No first-year honeymoon for Girardi
If Charles Dickens hadn't already snagged it 150 years ago, there would have been no more appropriate title for a biography of Joe Girardi than this: "Great Expectations."
Because after the Yankees decided to part ways with Joe Torre, the manager who had led them to six World Series appearances, four world championships and 12 straight Octobers of playoff baseball, Hank Steinbrenner summarized the search for Torre's successor as follows: "What we're looking for is a guy who's maybe going to be one of the greatest managers of all time over a period of, oh, 10 to 20 years."
And you thought Alex Rodriguez was under a lot of pressure.
Last year, the Yankees and their $200-million-plus payroll fell 14 1/2 games behind Boston by Memorial Day and spent the rest of the summer clawing their way back into the playoff picture. Along the way, they revealed holes in the lineup, in the pitching staff and on the roster that you could drive a Hummer through sideways. At many key positions, they are an aging team. At others, they are as green as the grass they play on.
And yet the only real change they made during the offseason was in the manager's office.
Once again, they are going to war with the army they have, not necessarily with the one they want. They have determined, for better or worse, that all they needed was a new general issuing the orders.
That general is Girardi, who in terms of experience at his position is only slightly ahead of Joba Chamberlian, and way behind the man he is replacing.
"This team's expectations have always been to win the World Series," Girardi said at his inaugural news conference back in November. "That's not gonna change."
Nor, really, is anything else. The Boss may be in the background, but Son of Boss, Boy George, is very much out front with his belief that the 2008 Yankees aren't that far removed from the 1998 Yankees, at least in terms of what is expected from them.
"I will be patient with the young pitchers and players," Hank Steinbrenner said this spring. "There's no question about that because I know how these players develop. But as far as missing the playoffs -- if we miss the playoffs by the end of this year, I don't know how patient I'll be. But it won't be against the players. It won't be a matter of that. It will be a matter of maybe certain people in the organization could have done something else."
Presumably, Girardi, along with GM Brian Cashman, who is in the final year of his contract, are the people to whom Steinbrenner is referring. Girardi has a cushion Torre was never offered, a three-year deal, to achieve the stated goals, but as we all know, a three-year contract with the Yankees is hardly worth the paper it is printed on.
There is no stated mandate for Girardi to bring the Yankees to the World Series in 2008 in order for him to continue managing in 2009, as there was for Torre, and in general, the standards he is expected to live up to are less than what the Yankees held his predecessor to.

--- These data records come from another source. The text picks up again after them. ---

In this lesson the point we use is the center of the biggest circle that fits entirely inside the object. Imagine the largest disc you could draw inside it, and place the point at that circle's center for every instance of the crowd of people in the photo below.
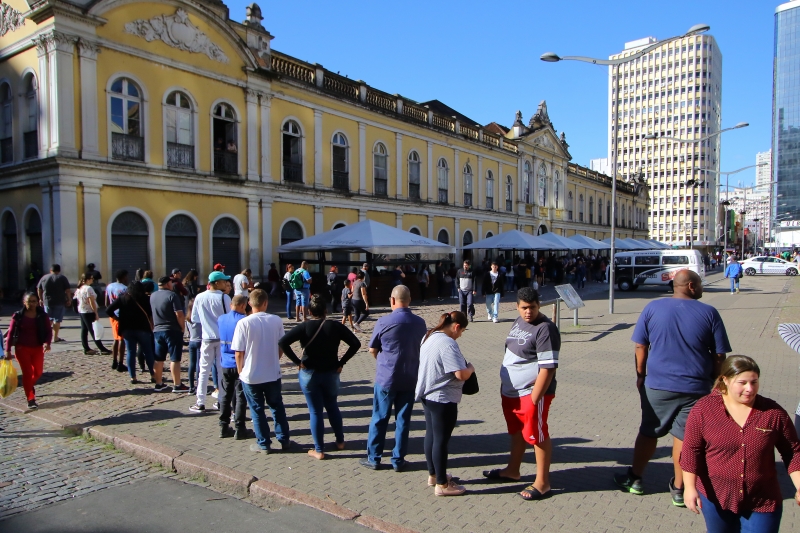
(724, 433)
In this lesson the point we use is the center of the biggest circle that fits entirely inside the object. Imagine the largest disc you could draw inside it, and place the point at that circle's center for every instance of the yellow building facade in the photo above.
(164, 134)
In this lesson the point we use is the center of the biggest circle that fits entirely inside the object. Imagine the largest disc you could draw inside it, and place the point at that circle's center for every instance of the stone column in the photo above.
(65, 229)
(317, 148)
(253, 261)
(90, 136)
(92, 233)
(266, 160)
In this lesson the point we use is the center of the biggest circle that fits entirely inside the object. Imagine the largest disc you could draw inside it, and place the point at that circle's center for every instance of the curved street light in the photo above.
(552, 57)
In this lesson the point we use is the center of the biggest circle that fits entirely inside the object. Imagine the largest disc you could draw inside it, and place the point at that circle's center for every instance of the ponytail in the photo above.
(447, 319)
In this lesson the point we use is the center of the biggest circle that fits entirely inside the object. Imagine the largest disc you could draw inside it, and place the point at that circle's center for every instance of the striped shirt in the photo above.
(528, 348)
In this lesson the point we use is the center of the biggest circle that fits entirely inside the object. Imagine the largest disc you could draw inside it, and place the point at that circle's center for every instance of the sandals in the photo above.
(496, 476)
(531, 493)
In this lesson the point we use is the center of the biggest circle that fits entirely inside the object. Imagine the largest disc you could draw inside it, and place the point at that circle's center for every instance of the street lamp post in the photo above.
(552, 57)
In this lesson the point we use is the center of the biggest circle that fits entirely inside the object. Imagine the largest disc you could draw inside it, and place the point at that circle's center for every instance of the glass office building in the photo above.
(786, 112)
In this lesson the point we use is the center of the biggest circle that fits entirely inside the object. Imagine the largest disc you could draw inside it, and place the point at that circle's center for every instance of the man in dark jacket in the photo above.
(494, 283)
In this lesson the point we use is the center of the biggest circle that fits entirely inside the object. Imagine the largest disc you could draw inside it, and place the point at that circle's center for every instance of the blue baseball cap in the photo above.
(217, 276)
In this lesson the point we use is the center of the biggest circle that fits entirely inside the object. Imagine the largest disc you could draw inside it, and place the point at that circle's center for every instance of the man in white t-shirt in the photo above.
(255, 343)
(242, 283)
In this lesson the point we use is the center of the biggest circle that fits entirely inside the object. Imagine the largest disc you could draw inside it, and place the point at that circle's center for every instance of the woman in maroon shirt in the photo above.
(30, 334)
(728, 457)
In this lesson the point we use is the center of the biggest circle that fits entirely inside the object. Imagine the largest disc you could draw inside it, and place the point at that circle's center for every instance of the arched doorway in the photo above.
(180, 241)
(225, 245)
(129, 243)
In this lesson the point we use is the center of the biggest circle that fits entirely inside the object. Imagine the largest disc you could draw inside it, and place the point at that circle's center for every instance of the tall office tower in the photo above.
(673, 91)
(786, 113)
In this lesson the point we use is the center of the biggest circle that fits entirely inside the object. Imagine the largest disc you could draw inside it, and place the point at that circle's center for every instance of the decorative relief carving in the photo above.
(178, 32)
(10, 19)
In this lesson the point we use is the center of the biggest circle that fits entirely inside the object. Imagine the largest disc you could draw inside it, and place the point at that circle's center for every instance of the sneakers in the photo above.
(677, 494)
(451, 489)
(630, 483)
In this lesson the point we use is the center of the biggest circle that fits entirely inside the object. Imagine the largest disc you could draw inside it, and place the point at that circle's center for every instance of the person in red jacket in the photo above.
(30, 335)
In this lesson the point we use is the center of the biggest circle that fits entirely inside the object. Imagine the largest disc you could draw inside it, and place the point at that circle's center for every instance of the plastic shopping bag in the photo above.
(98, 330)
(8, 378)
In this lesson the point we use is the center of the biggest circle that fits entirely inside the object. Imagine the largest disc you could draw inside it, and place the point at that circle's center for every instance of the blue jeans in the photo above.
(144, 340)
(289, 304)
(493, 304)
(719, 520)
(734, 283)
(321, 390)
(259, 394)
(382, 402)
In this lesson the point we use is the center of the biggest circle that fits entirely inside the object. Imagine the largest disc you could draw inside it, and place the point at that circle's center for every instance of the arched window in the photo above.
(127, 130)
(226, 145)
(341, 163)
(30, 126)
(413, 175)
(10, 262)
(129, 242)
(225, 245)
(33, 230)
(526, 183)
(380, 163)
(570, 205)
(178, 119)
(543, 185)
(468, 185)
(6, 124)
(441, 169)
(180, 242)
(292, 152)
(489, 190)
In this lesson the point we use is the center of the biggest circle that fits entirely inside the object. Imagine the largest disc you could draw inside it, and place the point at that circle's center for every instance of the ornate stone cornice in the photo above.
(178, 32)
(10, 19)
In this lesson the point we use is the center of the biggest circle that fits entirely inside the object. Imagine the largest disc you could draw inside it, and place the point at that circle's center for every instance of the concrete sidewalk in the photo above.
(593, 422)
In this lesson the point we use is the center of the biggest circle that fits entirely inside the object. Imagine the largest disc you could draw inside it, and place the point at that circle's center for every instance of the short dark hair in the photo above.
(528, 295)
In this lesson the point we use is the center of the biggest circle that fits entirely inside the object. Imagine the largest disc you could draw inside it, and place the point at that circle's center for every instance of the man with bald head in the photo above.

But he still is the manager of the New York Yankees, a position that nearly killed Billy Martin and Buck Showalter and caused Torre's insides to churn even as he struggled to maintain a placid public demeanor.
Girardi is famously fiery -- he blew his first managerial job, with the Florida Marlins, after a public run-in with the owner, Jeffrey Loria, who could never qualify as a member of the Steinbrenners -- and judging from his reaction to a spring training collision with the Rays, has not quite learned to cool his temper. The way he handles the input and "constructive criticism" that is sure to come blowing up from Tampa throughout the season will be a constant source of fascination.
Most of all, it will be fascinating to watch Girardi, a curious blend of toughness and intellect, deal with all the peripheral issues that go into managing the Yankees, all of which will affect the quality of his tenure but few of which have to do with the winning of baseball games.
And yet nothing will be more important than the numbers at the end of the season. The Yankees failed to get out of the Division Series last season for the third straight year, and instead of overhauling the roster or rebuilding the pitching staff, all they did was change the manager. And so far, everyone in Yankeeland seems convinced that trading in Old Joe in favor of Young Joe will be the cure for what ailed the team last year.
Said Hal, the Quiet Steinbrenner, "Well, there's not a whole lot not to like about him."
That, too, can change in a hurry around here. If so, Dickens had a title for that turn of events, too -- "Bleak House," a synonym for the manager's office at Yankee Stadium when the team is losing if ever there was one.